You don’t create a modern digital news company and product without technology partners. And we’ve had the best. The Los Angeles Times’ technology powers our site, and the Times product and technology leaders have been great collaborators as we made our way through hundreds of decisions. Design company Charming Robot and operational consultant Osder Consulting provided invaluable work. Now, BlueLena, Pico and Parse.ly all contribute tech that makes your experience better.
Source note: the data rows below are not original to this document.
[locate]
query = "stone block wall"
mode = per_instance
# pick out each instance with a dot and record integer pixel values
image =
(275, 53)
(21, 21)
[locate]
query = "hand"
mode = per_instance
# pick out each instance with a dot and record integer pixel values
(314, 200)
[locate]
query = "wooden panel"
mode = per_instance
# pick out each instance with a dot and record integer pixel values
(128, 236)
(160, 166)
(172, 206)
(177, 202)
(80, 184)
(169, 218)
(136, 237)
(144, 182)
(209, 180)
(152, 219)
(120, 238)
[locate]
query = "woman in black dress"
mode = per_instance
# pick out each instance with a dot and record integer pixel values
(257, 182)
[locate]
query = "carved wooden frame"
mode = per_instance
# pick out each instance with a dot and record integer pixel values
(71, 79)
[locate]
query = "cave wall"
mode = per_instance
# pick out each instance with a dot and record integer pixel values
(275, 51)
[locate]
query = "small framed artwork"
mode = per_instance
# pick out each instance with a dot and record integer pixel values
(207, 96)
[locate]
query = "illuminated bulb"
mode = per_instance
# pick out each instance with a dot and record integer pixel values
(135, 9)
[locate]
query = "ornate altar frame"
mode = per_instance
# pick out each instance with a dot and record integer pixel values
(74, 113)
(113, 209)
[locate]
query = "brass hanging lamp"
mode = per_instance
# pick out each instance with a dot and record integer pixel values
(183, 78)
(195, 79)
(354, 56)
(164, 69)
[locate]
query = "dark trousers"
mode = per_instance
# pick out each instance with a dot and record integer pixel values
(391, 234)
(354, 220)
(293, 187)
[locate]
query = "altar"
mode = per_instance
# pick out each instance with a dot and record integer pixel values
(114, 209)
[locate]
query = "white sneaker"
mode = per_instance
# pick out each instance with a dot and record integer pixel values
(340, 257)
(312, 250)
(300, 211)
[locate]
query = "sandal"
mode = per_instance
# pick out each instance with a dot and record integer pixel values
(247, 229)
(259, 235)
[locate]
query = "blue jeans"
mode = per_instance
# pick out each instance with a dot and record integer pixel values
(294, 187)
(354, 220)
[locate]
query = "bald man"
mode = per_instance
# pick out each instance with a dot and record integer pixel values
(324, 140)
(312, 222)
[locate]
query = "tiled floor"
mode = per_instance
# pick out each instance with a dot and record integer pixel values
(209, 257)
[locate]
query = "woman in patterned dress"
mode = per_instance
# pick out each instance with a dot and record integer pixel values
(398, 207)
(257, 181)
Then there are the content partners. We have all conceived Lookout to be relentlessly local — but not parochial. We know our readers want the most locally relevant news, and we have painstakingly embedded those connections right into Lookout. All our 10 highly regarded content partners can be found here, and we can give a special call-out to those based in California, including the LA Times, CalMatters, Kaiser Health News and Civil Eats. You see their work immediately as we launch; each and all provided rich context for our first local report. Further, InsideClimate News connects with us on the local-is-global, global-is-local critical topic of climate change and fellow higher-ed-focused start-up Open Campus Media shares our commitment to providing deep coverage of UCSC and Cabrillo.
Access Democracy
Lastly, our partners at the First Amendment Coalition are fundamental to this venture. We can talk a good game about bringing accountable sunlight to the public’s business and government decision-making, but it can be the legal expertise of FAC, a highly valued California free press and public’s-right-to-know institution, that’s needed to help pry records and information loose. You’ll hear more about our joint Lookout/FAC Access Democracy initiative in the months to come.
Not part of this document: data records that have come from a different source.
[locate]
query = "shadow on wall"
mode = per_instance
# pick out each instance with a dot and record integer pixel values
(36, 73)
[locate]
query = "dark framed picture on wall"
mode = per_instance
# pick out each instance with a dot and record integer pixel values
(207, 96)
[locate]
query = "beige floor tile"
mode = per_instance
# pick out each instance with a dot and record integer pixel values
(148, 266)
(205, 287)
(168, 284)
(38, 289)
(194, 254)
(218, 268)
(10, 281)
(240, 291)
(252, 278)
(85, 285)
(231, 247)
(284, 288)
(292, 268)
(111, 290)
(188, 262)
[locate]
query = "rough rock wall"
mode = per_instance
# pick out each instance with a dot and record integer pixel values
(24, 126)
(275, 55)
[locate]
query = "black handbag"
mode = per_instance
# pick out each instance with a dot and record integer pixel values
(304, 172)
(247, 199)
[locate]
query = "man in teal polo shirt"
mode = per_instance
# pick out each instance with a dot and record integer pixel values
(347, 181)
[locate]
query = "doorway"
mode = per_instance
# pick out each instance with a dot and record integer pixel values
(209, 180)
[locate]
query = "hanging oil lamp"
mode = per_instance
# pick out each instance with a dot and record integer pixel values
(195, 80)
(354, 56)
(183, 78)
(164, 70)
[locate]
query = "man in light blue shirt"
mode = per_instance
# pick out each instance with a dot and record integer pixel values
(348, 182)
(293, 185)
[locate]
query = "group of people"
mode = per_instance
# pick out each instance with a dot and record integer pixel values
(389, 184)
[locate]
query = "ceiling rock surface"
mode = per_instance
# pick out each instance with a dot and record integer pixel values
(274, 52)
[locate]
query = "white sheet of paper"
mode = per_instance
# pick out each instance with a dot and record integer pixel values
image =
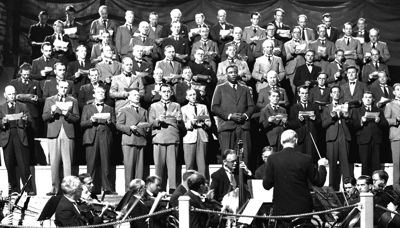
(15, 116)
(72, 30)
(102, 116)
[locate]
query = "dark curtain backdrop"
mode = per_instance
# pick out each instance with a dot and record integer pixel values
(381, 14)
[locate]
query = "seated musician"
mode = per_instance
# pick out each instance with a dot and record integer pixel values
(387, 197)
(226, 179)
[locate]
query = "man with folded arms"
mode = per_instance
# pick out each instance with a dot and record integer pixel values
(98, 136)
(61, 113)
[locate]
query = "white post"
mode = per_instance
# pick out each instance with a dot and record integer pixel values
(184, 211)
(367, 210)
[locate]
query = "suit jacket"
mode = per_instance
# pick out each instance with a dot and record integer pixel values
(263, 97)
(290, 172)
(370, 129)
(334, 34)
(97, 26)
(33, 87)
(123, 38)
(56, 120)
(263, 66)
(39, 64)
(369, 68)
(381, 46)
(332, 124)
(226, 101)
(168, 132)
(243, 49)
(302, 74)
(273, 129)
(303, 128)
(250, 32)
(100, 129)
(392, 111)
(345, 93)
(315, 94)
(119, 86)
(126, 117)
(20, 124)
(243, 70)
(67, 214)
(83, 79)
(294, 60)
(37, 33)
(108, 70)
(193, 133)
(50, 88)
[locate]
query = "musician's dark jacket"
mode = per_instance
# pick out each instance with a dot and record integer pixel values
(290, 172)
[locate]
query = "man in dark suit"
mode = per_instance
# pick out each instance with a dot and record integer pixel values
(42, 67)
(338, 139)
(37, 33)
(233, 106)
(221, 32)
(353, 90)
(369, 131)
(332, 33)
(292, 193)
(61, 113)
(98, 137)
(14, 140)
(28, 92)
(131, 121)
(307, 74)
(67, 212)
(78, 70)
(181, 44)
(305, 124)
(50, 85)
(176, 15)
(282, 32)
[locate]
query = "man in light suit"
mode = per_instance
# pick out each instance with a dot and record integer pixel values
(307, 34)
(102, 24)
(166, 119)
(332, 33)
(197, 120)
(14, 140)
(273, 119)
(124, 34)
(266, 63)
(124, 82)
(353, 90)
(98, 137)
(352, 47)
(324, 49)
(209, 46)
(244, 72)
(338, 139)
(171, 69)
(295, 50)
(233, 121)
(377, 44)
(253, 32)
(60, 132)
(129, 121)
(143, 39)
(108, 67)
(392, 115)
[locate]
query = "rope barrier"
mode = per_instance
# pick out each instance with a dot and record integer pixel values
(274, 216)
(103, 224)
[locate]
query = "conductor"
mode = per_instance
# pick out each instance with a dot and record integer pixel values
(290, 173)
Finally, a huge thanks to funders. These are the people who didn’t say it couldn’t be done. They said, “How can we help you do it.” The world needs more of them. Our enduring gratitude to the Knight Foundation, Google News Innovation Challenge, The Lenfest Institute for Journalism, the Silicon Valley Community Foundation, Carol and Doug Melamed, Linda Peterson, and the local generosity of Meadow Fund and Rowland and Pat Rebele.
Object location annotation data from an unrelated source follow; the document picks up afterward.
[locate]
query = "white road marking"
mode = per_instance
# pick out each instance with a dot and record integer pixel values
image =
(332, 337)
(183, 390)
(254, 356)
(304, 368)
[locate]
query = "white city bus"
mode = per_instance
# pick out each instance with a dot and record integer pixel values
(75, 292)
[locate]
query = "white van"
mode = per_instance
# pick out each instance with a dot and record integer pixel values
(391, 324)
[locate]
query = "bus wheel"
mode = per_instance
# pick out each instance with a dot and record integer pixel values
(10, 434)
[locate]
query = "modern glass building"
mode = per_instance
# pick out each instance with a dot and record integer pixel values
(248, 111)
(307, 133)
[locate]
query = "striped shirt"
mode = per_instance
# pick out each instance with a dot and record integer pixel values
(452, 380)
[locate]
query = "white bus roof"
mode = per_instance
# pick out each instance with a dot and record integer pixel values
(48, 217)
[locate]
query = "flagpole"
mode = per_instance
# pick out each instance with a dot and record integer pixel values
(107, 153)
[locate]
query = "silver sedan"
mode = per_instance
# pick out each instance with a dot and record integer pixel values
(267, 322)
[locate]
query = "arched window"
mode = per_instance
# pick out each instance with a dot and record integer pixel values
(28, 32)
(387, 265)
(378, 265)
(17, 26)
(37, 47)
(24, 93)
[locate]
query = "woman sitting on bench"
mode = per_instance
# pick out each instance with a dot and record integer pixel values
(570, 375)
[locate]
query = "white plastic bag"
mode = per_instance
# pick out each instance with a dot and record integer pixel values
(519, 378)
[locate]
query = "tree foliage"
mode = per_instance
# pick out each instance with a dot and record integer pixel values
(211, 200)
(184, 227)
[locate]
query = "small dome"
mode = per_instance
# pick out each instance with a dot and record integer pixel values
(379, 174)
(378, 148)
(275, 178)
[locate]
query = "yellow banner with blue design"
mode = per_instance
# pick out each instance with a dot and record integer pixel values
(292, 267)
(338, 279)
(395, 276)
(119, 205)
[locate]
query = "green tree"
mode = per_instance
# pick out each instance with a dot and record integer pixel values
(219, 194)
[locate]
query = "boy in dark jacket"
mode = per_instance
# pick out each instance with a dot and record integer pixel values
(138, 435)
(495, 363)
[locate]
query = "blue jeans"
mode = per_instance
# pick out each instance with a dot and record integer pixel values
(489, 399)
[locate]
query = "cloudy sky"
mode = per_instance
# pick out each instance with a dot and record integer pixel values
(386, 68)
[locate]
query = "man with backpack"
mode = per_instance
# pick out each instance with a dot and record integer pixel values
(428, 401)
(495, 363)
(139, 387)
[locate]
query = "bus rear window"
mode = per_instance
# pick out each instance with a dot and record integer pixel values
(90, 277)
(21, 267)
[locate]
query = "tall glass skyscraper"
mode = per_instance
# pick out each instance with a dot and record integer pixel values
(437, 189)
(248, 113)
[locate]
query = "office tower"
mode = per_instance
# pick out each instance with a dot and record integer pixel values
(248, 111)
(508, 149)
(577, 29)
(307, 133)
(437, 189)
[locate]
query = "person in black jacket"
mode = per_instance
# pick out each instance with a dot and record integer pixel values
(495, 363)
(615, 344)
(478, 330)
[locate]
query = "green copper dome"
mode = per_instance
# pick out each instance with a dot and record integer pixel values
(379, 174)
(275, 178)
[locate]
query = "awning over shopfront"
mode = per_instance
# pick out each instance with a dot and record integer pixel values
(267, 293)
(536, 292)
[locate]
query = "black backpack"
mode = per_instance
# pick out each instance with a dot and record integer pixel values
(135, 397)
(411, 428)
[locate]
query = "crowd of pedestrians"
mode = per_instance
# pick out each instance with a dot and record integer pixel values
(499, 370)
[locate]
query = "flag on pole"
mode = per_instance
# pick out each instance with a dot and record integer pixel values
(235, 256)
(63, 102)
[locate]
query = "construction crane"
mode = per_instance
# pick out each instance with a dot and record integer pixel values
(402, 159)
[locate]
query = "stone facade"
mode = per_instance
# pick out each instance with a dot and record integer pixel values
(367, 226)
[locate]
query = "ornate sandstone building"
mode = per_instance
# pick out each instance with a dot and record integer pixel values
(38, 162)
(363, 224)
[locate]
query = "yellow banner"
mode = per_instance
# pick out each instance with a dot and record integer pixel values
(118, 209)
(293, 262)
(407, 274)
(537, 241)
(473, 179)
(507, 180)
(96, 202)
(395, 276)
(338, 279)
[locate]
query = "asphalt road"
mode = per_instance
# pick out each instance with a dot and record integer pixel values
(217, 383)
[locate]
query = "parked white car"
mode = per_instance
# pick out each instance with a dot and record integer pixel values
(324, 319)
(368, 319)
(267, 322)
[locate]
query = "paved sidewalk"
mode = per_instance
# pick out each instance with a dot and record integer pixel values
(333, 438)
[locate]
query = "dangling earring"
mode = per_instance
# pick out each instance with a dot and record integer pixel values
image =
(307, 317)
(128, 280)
Thanks for checking out the new Lookout Santa Cruz, and please let us know additional questions and comments you have, sending them to news@lookoutsantacruz.com. (We have answered a bunch in our Q & A.)
While it may be a grand model to some of us, for most, quite rightly, it’s a new news offering. And that’s the way it should be. It is our effort, simply, to be able to tell the stories of this place in this time, and that’s the highest privilege for which any journalist can ask.